Bring me your bound, your blinded, your blubberous

It’s a trend really, this thing of celebrating bodies that are broken. Especially when it comes to women; this is the way we’ve rolled over the centuries:

  • With corsets that crush your internal organs and constrict your lungs so that you faint so often you need to carry smelling salts with you.
  • Using belladonna to brighten the eyes, even though you wouldn’t actually see it for long yourself, seeing as how it also causes blindness.
  • Arsenic; excellent for lightening the skin; even better for corroding it.
  • Breaking a child’s feet in half and folding the front half in underneath, then binding it. Men loved it; presumably because when your wife can’t walk she can’t leave you.
  • Removing ribs, yes, it’s still a winner today, takes your waist down a size instantly without all that annoying dieting.
  • Swallowing tapeworm eggs; because living with a parasite killing you slowly from inside is better than living with fat. And clearly better than simply eating well.

But why learn from generations of suffering women? Today we cram diet pills down our throats with enough appetite suppressing “legal speed” to have powered all the boys in Vietnam. We starve ourselves and live with the dizziness, nausea and weakness, because we need to be skinny to be beautiful and we need to be beautiful to be loved.

Skinny girls look good in clothes; fit girls look good in nothing

(Yes, I totally stole that line. Don’t you love it?)

So at which point are we going to start assigning value to our bodies based on how far we can run, how high we can jump and how energetically and unashamedly we can make love with them versus how small we can shrink them or how artificially we can manipulate them?  

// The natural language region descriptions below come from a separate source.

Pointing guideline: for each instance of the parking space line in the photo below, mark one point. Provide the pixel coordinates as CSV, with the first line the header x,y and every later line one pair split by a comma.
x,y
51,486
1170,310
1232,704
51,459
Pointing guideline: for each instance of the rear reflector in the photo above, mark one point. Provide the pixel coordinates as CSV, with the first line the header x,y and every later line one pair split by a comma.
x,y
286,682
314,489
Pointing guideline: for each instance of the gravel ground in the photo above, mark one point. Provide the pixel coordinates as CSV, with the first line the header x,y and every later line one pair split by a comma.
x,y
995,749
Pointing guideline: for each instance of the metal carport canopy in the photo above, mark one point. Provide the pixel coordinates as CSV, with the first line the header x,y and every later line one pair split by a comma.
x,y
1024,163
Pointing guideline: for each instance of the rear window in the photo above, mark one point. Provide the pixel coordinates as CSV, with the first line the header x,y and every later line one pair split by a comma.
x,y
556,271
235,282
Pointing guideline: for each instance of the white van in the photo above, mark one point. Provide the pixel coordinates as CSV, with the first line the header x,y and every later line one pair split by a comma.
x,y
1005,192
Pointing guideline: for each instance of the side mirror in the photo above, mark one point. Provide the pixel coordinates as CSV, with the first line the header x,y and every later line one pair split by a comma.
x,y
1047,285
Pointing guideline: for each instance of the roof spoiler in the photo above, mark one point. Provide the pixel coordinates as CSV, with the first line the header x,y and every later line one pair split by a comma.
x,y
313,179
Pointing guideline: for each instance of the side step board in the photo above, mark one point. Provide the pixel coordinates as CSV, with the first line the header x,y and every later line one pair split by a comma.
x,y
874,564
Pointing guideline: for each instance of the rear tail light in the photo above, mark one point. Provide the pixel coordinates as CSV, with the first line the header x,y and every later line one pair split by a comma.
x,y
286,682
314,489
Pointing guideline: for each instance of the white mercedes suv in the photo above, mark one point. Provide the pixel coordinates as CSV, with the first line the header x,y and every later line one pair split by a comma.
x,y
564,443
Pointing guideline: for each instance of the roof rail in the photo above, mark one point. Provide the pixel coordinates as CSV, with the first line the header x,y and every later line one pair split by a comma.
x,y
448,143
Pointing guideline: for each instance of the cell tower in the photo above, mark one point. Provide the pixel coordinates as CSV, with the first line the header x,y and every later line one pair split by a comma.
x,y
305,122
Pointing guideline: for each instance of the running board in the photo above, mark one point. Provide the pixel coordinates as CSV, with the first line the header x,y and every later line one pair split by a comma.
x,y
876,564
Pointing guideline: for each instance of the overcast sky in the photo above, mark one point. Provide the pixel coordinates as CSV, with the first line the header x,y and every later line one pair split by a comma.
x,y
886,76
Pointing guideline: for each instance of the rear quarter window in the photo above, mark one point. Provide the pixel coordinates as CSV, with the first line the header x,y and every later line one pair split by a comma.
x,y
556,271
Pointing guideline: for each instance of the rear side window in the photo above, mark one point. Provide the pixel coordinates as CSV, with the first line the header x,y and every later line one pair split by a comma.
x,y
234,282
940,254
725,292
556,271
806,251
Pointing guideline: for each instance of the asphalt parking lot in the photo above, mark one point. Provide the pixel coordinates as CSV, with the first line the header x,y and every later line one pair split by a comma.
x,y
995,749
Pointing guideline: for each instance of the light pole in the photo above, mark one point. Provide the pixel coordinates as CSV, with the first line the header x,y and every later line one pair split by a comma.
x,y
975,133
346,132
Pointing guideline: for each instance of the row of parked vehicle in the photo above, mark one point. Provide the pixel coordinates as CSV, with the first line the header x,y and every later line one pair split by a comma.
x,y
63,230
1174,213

Surely it’s about time! About time to love our bodies because they’re healthy and they’re fit. About time we feed our bodies with generous amounts of divine, fresh foods instead of starving them.

I know I sound evangelical, but if you’re at CrossFit then you’re one of the women who’re already judging your body by whether your arms could hoist you up into a tree to watch the sunset, not by whether your biceps are too bulky.

If I eat this pill I can eat those chocolates

In a world where we have so little control over so much of what happens to us, the basic wellbeing of our bodies is the one thing we can control. We can’t control what goes wrong and what freakishly good genes we have, but we can decide what we put into it, what we do with it and ultimately what we get out of it.

But taking control isn’t easy. It’s hard. It’s fucking hard! Especially when there’s always cake at work and you need to fit in exercise between permanent work and freelance work and kids and housework and the shit life drops in your lap.

You know what’s harder though? Being locked in a body that doesn’t work the way you need it too because it’s too weak from dieting or heavy from pigging out or just too fucked up from years of stuffing it full of garbage.

It comes down to one simple thing I guess: I want a body that gives me the freedom to squeeze all the magic I can out of life, not one that’s a prison. You’re with me, right?